Outlook, cash generation, and capital returns
Chhabra said guidance is presented on an organic basis for continuing operations only (excluding the appraisal business). He outlined a growth framework in which approximately 80% of growth is expected to come from volume and pricing, and 20% from new logos. He said software is expected to remain the strongest grower with “solid high single-digit growth,” while ARGUS Intelligence is expected to grow at double-digit rates within that category, offset by headwinds from other software categories being resolved onto the platform over time.
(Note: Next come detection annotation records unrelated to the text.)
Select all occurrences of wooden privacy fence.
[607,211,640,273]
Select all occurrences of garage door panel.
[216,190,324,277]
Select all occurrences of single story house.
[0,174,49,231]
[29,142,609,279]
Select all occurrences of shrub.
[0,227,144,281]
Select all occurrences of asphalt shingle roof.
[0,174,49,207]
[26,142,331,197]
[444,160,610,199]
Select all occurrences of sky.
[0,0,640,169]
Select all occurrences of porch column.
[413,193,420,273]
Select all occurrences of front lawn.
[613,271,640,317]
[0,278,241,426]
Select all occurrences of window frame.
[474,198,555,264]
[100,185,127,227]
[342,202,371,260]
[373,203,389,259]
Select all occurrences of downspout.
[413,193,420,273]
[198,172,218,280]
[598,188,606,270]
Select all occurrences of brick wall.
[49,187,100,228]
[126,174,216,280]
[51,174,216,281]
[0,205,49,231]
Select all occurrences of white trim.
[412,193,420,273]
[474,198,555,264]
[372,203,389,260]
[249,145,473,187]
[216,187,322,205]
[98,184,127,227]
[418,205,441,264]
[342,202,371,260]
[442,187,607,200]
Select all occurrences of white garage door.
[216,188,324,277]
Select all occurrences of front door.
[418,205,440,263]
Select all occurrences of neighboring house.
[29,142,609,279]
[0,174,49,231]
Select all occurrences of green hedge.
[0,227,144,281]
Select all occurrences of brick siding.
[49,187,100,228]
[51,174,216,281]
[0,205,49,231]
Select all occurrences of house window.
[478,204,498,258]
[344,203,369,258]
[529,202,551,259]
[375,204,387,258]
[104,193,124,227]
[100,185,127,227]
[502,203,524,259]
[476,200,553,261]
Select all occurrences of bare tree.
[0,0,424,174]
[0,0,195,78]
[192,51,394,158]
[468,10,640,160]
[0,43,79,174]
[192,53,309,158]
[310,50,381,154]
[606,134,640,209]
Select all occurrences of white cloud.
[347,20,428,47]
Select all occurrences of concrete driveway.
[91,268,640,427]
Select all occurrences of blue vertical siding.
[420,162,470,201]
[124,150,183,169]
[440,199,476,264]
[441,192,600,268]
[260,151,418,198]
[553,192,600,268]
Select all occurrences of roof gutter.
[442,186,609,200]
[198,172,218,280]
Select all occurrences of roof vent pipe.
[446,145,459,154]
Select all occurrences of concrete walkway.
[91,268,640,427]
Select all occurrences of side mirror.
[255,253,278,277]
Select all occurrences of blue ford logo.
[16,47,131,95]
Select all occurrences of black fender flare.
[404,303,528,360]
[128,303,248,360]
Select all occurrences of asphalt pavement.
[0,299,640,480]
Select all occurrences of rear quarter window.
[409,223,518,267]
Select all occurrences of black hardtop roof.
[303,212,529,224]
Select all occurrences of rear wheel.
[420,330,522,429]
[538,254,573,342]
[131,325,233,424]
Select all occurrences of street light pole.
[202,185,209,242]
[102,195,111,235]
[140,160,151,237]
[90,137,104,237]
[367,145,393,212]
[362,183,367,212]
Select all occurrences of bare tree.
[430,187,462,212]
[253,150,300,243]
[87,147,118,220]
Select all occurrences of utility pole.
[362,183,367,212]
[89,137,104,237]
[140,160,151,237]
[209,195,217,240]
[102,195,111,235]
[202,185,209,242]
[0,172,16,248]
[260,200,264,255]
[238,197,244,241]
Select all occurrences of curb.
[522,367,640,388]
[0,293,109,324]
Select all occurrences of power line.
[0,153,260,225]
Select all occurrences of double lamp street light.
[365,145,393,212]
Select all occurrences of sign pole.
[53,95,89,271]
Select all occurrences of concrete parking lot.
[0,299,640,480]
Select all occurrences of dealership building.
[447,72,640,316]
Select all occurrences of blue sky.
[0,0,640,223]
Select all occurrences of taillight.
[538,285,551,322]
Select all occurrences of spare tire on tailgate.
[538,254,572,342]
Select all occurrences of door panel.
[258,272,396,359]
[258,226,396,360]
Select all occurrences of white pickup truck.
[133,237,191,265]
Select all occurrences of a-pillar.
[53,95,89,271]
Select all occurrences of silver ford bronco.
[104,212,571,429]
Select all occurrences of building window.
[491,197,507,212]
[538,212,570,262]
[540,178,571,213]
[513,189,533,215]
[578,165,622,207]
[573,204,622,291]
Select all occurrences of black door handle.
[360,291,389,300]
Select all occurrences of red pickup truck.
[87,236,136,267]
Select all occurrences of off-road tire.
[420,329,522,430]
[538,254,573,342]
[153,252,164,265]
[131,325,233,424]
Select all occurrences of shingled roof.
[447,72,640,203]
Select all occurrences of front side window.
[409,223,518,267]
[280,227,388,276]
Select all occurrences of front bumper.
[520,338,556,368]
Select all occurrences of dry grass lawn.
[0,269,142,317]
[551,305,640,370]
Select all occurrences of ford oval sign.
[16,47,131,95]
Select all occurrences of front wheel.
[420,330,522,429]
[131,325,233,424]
Chhabra said the company is not underwriting a market rebound for VMS, and expects sustained growth consistent with current market conditions. He added that data has opportunities for improvement, with progress expected to build over the next couple of quarters. Management said guidance may be updated as additional divestitures are completed.
On margins, management said it expects sustained adjusted EBITDA margin expansion driven primarily by operating efficiencies and expense management, reflecting recent cost actions. In Q&A, Chhabra agreed with an analyst’s characterization that margin expansion should progress steadily through 2026 as the company works toward the margin profile discussed at its Investor Day for 2027.
Executives also emphasized cash generation and balance sheet flexibility. Chhabra said Q4 continued a pattern of strong cash generation with “double-digit growth driven by record conversion,” and said the company expects to move toward a funded debt-to-EBITDA target of roughly 2.5x over time.
On capital returns, Gordon said the board approved an increase to annual plans, giving Altus flexibility to deploy up to CAD 800 million during the year through methods including its normal course issuer bid and potential substantial issuer bids. Management said it is evaluating ways to return up to an additional CAD 450 million to shareholders within the first half of 2026, with a plan to be in the market over the next 100 days. Gordon added that Altus views the current market environment as an attractive opportunity to allocate capital into its own shares.
About Altus Group (TSE:AIF)
Altus Group Ltd operates in the Canadian real estate sector. Its services can be summed up as advisory services, software and data solutions to the property and real estate industry. The company has three reportable segments namely Altus Analytics, Commercial Real Estate Consulting, and Geomatics. It generates maximum revenue from the Commercial Real Estate Consulting segment. A part of its revenue is also derived from the United States, Europe, and the Asia Pacific.